Researchers at King’s College London and Zoe Global Ltd have conducted a study suggesting that skin rashes could be valuable predictors of coronavirus disease 2019 (COVID-19).
In a large community-based study, 8.8% of people who had tested positive for severe acute respiratory syndrome coronavirus 2 (SARS-CoV-2) also reported having a skin rash. Among people who had not tested positive, but did report at least one classic symptom of COVID-19 symptom based on NHS guidelines, 8.2% also reported skin rashes.
According to NHS guidelines, the three most common signs of COVID-19 are fever, persistent cough, and a reduced sense of smell (anosmia).
Skin-related symptoms are not included, even though these can be easily spotted by patients, say Mario Falchi and team.
The researchers say their findings strongly support including skin rashes, adding that although skin rashes are far less common than fever, they are much more specific and last longer.
“Recognizing rashes is important in identifying new and earlier COVID-19 cases,” says the team.
A pre-print version of the paper is available on the server medRxiv*, while the article undergoes peer review.
The link with skin manifestations has been slow to emerge
It has become apparent during the COVID-19 pandemic that while the disease is primarily a respiratory illness, it also targets multiple organs, including the skin.
Some studies have previously reported urticaria, chicken pox-like body rashes, and chilblains on the toes or fingers (acral rashes), possibly due to minor thrombotic events or damaged endothelium in small vessels of the digits.
However, the link between COVID-19 and skin manifestations has been slower to emerge than it has for organs such as the heart, intestine, and brain.

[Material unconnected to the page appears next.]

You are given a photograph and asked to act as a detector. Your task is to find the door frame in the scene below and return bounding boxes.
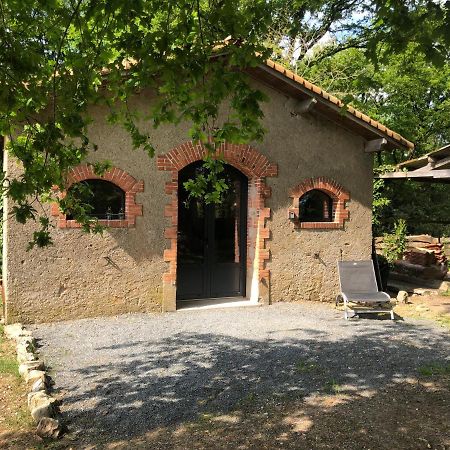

“COVID-19 rashes may present in many forms and at different stages of the disease. The heterogeneous presentations, the time delay, as well as the focus on severely ill patients during the early phases of the pandemic, led to the skin being overlooked as an important target organ for COVID-19,” say Falchi and colleagues.
Now the researchers have used data available for 336,847 UK users of the COVID Symptom Study app to investigate the diagnostic value of skin rashes for infection with severe acute respiratory syndrome coronavirus 2 (SARS-CoV-2). The team also used data available for 11,546 people who participated in an independent survey on COVID-19-related skin symptoms.
Skin rashes increased the odds of SARS-CoV-2 positivity more than fever
Of 27,157 app users who provided swab test results, 2,021 (7.4%) were positive for SARS-CoV-2, and 25,136 (92.6%) were negative.
Of the swab-positive individuals, 178 (8.8%) reported skin rashes (138 body rashes; 62 acral and 22 both body and acral), compared with 1357 (5.4%) of swab-negative individuals.
Association analysis showed that the presence of body or acral rashes increased the likelihood of being swab positive for SARS-CoV-2 by 67%. This compares with fever increasing the odds of SARS-CoV-2 positivity by 47%, and fever is commonly used to screen for COVID, points out the team.
Skin rashes were also predictive in untested, but symptomatic users
Among the 334,690 app users who did not provide a swab test result, 17,371 reported one of the three main symptoms (fever, persistent cough, and anosmia), which according to NHS guidelines, would require isolation and SARS-CoV-2 testing.
Of those reporting one of the three typical symptoms, 8.2% also reported a skin rash, compared with 6% of untested users who did not report any of the three symptoms.
Association analysis revealed that among untested users who reported one of the three main symptoms, the likelihood of having a body rash was 46% greater compared with those who did not report one of the symptoms. The increased likelihood of acral rash among those reporting a symptom was not statistically significant.
The findings support the inclusion of skin rashes as a suspected symptom
To capture more information about the type, duration, and timing of rashes, the team analyzed data available for people 11,546 with a rash who participated in an independent survey on COVID-19-related skin symptoms.
Among 694 responders who were positive for SARS-CoV-2 by swab or antibody test and provided information on COVID-19-related symptoms, the rash appeared before any other symptom in 17% of cases and in 21% of cases, the rash was the only symptom.
“Twenty-one percent of the SARS-CoV-2 positive surveyees presented with skin symptoms alone and would have been missed if using the NHS classic symptoms alone,” write Falchi and colleagues.
The researchers say the findings strongly support the inclusion of skin rashes as a suspected COVID-19 symptom.
“Although, it is less prevalent than fever, it is more specific of COVID-19 and last longer,” they add.
“An increased awareness from the public and healthcare professionals regarding COVID-19 skin changes will allow more efficient identification of new and earlier clusters of the disease,” concludes the team.
medRxiv publishes preliminary scientific reports that are not peer-reviewed and, therefore, should not be regarded as conclusive, guide clinical practice/health-related behavior, or treated as established information.